Taking a Catastrophic Injury Lawsuit to Trial
In this case, after 3 mediations and after the insurance companies refused to offer an appropriate amount, we were able to get a trial date in front of a Louisiana jury. After 10 days of trying the matter, the insurance company finally submitted a settlement amount which was attractive to my client. My client has suffered a permanent and disabling injury, and after the settlement, he was financially stable and would not ever have to work again for the rest of his life.

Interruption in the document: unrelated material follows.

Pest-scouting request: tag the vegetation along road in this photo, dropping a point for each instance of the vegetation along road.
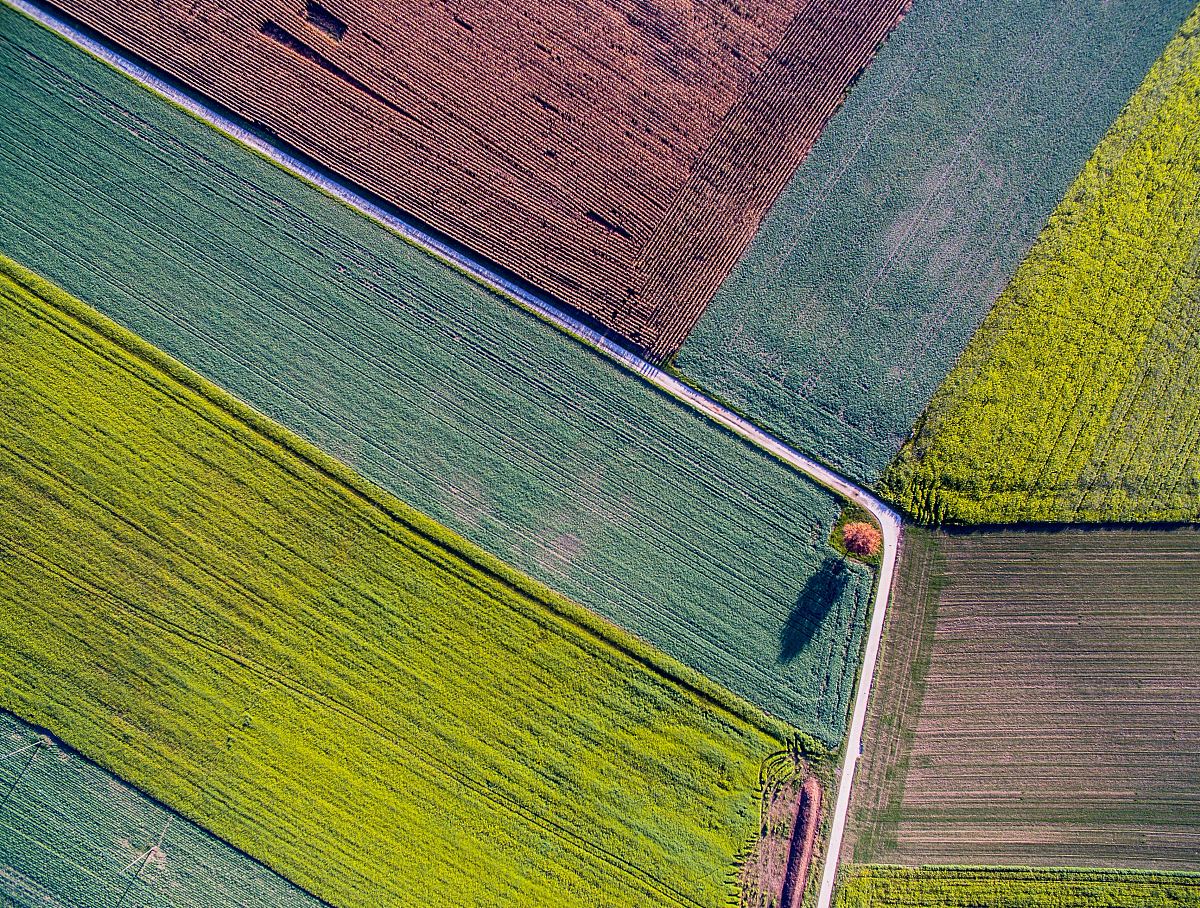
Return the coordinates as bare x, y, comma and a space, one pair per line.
889, 522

The Importance of Having a Personal Injury Trial Attorney
What is important to note about this litigation history is that the threat of a Louisiana Parish jury trial may be the only way to receive a fair settlement for a catastrophic injury. Many times the insurance companies believe that the injured person or plaintiff’s attorney does not have the nerve to actually try the case. The main reason for this belief is that trying catastrophic injury cases is extremely expensive. A jury trial can easily cost $60,000 or more. Since personal injury lawsuits are generally handled on a contingency basis, the plaintiff’s attorney pays the upfront trial costs and only is compensated for the trial expenses if the case is successful. It is much less expensive and risky to settle a case rather than take it to the jury. But if an insurance company is not willing to offer fair compensation for a catastrophic injury, the plaintiff’s attorney must have the financial resources, the nerve and the ability to actually try the case.